伝教大師最澄と弘法大師空海。いうまでもなく平安仏教の二大巨人である。この本は、相対する二人の生き方や思想を通じて、私たちの心のふるさとを知ろうという本。あの時代に遣唐使で、命がけで唐に渡り仏教を学んだ二人を改めて学ぼう。そのエッセンスを紹介しよう。
・私は、最澄は数ある日本の宗教家の中で、もっとも澄んだ宗教家ではないかと思うのです。最澄のことを考えるとき、私は、底しれず澄んだ深い泉のようなイメージを感じます。それにたいして空海は、空と海ー。多少汚いものは入るものは入るかもしれませんがその巨大な空と海でどんな汚いものも浄められる。そういうイメージを、私は空海に感じる。果てしない広い空々漠々たる空と海。空海はそういう無限の中から生まれてきた人間ではないかと思います。
・十九歳の少年、最澄は、どんでもないことを考えたものです。それは釈迦になることなのです。

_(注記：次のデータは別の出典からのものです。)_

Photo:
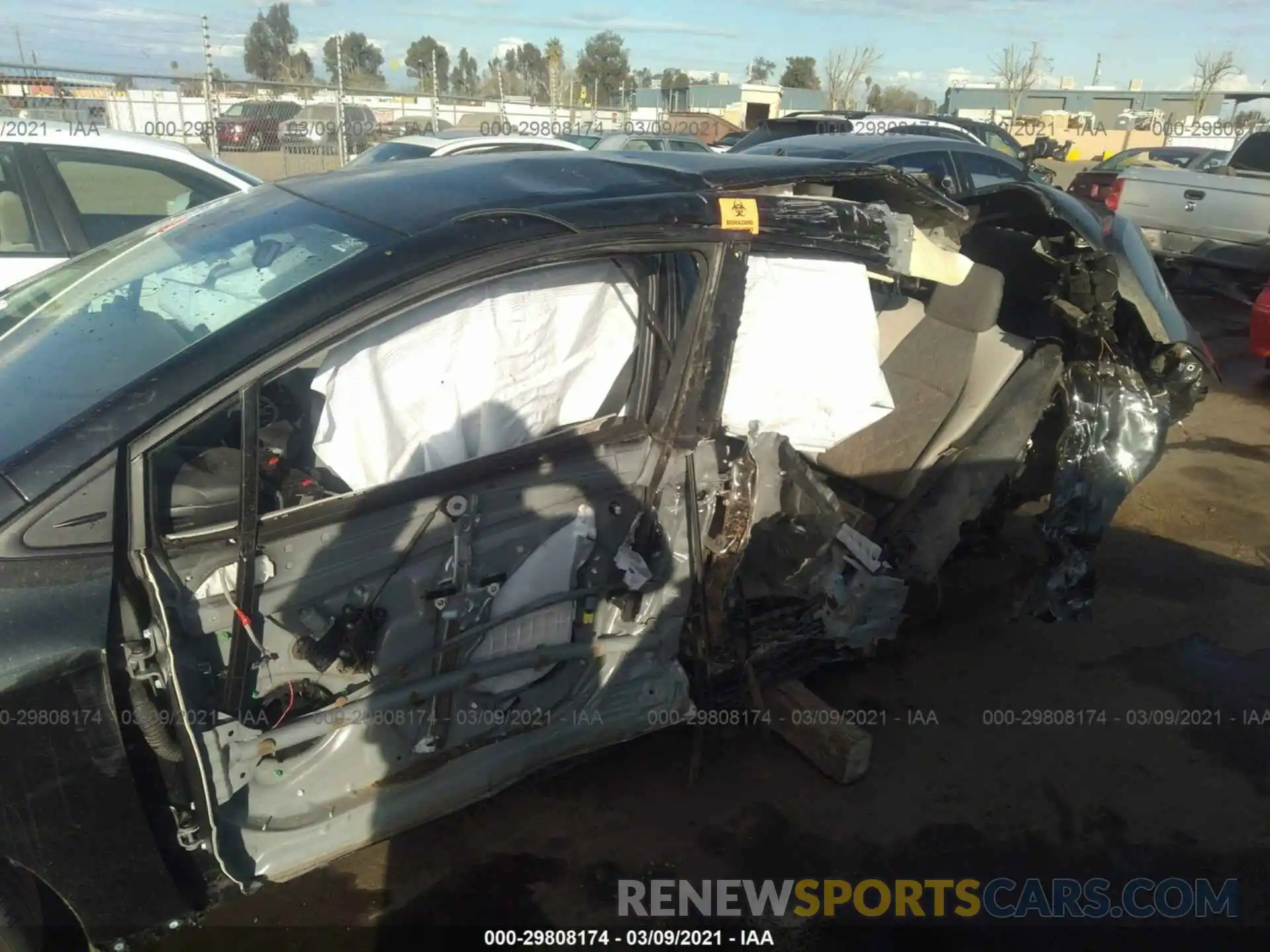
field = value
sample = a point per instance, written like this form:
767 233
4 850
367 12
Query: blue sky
923 42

仏教というものは、もともと釈迦が開いたのですが、釈迦は、人間の世界が苦であり、苦の原因が愛欲にあることを知り、愛欲の心を断って涅槃に入った。これがもともとの仏教なのです。純粋で敏感な感受性をもった最澄は、あの腐敗した奈良の仏光に耐えきれないものを感じたにちがいない。そこに真の仏教はない。仏教とは釈迦になること、少なくとも釈迦のような心になることだ、そう思って彼は山へ入って、釈迦のような心になるまで山を下りないというのです。これはたいへんなこと、まさにもっとも愚かなもっとも狂ったことですが、この愚かで狂った純粋な行為から日本の仏教は生まれるわけです。

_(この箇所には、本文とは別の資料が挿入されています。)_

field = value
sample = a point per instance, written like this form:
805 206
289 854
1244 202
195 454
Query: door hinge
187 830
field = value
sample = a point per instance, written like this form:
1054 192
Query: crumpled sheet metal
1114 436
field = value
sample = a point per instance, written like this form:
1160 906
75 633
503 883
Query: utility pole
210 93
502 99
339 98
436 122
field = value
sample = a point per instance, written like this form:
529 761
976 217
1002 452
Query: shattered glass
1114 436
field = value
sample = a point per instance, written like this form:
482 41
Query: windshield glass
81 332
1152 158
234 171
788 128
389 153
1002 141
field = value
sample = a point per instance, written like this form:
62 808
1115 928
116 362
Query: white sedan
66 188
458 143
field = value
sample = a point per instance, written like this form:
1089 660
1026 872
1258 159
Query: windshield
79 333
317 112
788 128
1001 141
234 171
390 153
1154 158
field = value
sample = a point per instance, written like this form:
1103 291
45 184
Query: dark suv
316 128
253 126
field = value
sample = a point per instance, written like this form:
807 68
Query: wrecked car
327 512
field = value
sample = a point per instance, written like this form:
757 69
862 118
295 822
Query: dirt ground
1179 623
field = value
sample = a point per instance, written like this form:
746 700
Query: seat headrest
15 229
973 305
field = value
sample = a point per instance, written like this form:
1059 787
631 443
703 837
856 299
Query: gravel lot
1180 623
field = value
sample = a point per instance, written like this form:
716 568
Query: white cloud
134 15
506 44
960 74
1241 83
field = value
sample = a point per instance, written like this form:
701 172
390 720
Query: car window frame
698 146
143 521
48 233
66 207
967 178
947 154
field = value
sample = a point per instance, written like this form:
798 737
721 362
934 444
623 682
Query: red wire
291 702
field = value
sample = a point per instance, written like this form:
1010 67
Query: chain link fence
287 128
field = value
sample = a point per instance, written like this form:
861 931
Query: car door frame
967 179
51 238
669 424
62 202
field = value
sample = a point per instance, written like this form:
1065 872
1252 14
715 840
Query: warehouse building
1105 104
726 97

・密教の教義は、大日如来、金剛薩埵(さった)と一体になるということです。つまり、人間は即身成仏することができる。その身そのままで大日如来や金剛薩埵と一体になれるという理論であり、その理論が空海の自信の支えになっているのだと思います。空海自身が大日如来や金剛薩埵と一体になって真言の最高の悟りを得たという自信が、こういう態度になってあらわれているというように私は思うのです。